I agree with you that the CRA and the government’s done an unbelievable job writing legislation in just a month and getting money into people’s pockets and like anything, there’s still room to go.
Yeah, well, I’m completely and totally in love with New Zealand. They’re literally showing the path forward. They’re putting up a series of billboards across the country called “Up and running.” And they’re going to feature small businesses across the country that are up and running. So you can literally go to a website and type in your thing and your story, and they’ll create billboards for you. Shining a light on what we have locally. So, you know, I think by taking one step in front of the other and figuring our way out and watching what’s working in other places, we can really get to a much better approach.
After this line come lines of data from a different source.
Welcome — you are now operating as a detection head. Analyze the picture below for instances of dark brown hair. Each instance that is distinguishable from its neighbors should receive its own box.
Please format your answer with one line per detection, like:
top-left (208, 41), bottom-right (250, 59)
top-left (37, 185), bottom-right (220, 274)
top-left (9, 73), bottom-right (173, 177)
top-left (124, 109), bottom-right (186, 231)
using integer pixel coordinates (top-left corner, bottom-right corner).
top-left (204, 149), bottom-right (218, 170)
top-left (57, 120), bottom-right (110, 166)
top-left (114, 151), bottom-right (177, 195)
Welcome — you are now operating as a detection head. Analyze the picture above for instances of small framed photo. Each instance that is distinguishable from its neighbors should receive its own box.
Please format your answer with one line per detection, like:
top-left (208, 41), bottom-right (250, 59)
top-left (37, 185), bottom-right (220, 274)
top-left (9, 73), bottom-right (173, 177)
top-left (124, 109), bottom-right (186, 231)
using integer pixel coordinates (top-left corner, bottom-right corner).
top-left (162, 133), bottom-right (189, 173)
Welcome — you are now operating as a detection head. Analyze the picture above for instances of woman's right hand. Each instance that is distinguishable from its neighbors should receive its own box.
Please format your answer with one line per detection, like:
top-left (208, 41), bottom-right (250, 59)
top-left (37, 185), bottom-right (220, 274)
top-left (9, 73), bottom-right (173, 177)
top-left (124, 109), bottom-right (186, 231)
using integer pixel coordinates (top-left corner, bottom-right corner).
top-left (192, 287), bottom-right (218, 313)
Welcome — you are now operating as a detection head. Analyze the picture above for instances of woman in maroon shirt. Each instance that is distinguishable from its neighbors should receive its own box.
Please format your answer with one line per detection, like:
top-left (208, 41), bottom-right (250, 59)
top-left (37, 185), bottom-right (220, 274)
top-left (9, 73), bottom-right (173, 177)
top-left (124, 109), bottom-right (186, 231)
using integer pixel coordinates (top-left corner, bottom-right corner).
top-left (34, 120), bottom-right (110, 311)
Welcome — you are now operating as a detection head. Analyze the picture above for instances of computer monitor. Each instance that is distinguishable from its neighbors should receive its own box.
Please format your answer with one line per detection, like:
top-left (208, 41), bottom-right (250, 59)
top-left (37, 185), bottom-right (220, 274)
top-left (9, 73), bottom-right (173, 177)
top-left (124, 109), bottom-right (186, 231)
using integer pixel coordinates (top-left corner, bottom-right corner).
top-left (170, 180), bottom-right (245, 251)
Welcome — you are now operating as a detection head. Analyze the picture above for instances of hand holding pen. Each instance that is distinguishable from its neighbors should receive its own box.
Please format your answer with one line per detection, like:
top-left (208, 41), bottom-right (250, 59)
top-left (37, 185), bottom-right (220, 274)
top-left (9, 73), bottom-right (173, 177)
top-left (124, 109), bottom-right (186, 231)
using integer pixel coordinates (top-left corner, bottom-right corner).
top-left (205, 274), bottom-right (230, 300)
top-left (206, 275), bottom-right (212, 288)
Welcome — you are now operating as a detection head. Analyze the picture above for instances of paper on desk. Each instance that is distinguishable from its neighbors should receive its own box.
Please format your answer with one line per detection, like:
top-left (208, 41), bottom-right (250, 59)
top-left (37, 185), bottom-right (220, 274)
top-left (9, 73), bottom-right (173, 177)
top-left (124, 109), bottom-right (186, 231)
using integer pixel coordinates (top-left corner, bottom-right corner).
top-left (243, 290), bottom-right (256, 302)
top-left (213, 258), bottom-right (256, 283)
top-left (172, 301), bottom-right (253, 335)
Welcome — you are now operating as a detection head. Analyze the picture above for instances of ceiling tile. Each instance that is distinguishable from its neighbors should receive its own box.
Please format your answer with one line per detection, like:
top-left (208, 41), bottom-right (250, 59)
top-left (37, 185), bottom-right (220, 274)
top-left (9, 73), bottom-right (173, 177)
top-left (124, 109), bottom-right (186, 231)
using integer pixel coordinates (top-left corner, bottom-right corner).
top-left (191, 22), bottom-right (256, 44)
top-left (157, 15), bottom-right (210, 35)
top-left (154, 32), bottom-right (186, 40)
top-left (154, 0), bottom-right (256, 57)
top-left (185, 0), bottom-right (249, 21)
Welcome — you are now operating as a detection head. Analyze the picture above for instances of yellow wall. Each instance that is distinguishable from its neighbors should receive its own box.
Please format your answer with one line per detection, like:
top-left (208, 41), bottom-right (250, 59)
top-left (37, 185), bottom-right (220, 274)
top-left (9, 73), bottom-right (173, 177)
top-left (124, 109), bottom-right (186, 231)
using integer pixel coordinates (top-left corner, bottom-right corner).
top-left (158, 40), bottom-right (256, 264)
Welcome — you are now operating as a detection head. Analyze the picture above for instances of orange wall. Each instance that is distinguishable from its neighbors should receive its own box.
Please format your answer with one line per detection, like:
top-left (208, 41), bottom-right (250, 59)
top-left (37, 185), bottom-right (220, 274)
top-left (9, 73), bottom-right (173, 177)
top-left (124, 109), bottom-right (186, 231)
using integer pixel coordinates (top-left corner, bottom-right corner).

The challenge in the meantime, for the micro businesses that are falling through the cracks is how can we get into community together? How can we find the others and collaborate so that we are able to thrive? But asking for help and finding other people who can help you is the path to where we’re going. I feel so strong right now that anything that is doing something alone is not the future. We have to get in relationship and community with each other, and build the muscle of asking and giving.
I think that’s beautiful. If I take anything away from our conversation, it’s three points; One is send that positive intention of what the outcome is that you want and then ask the question that’s going to help you get there. And then the third is to ask for help. In order to get you where it is that you want to go.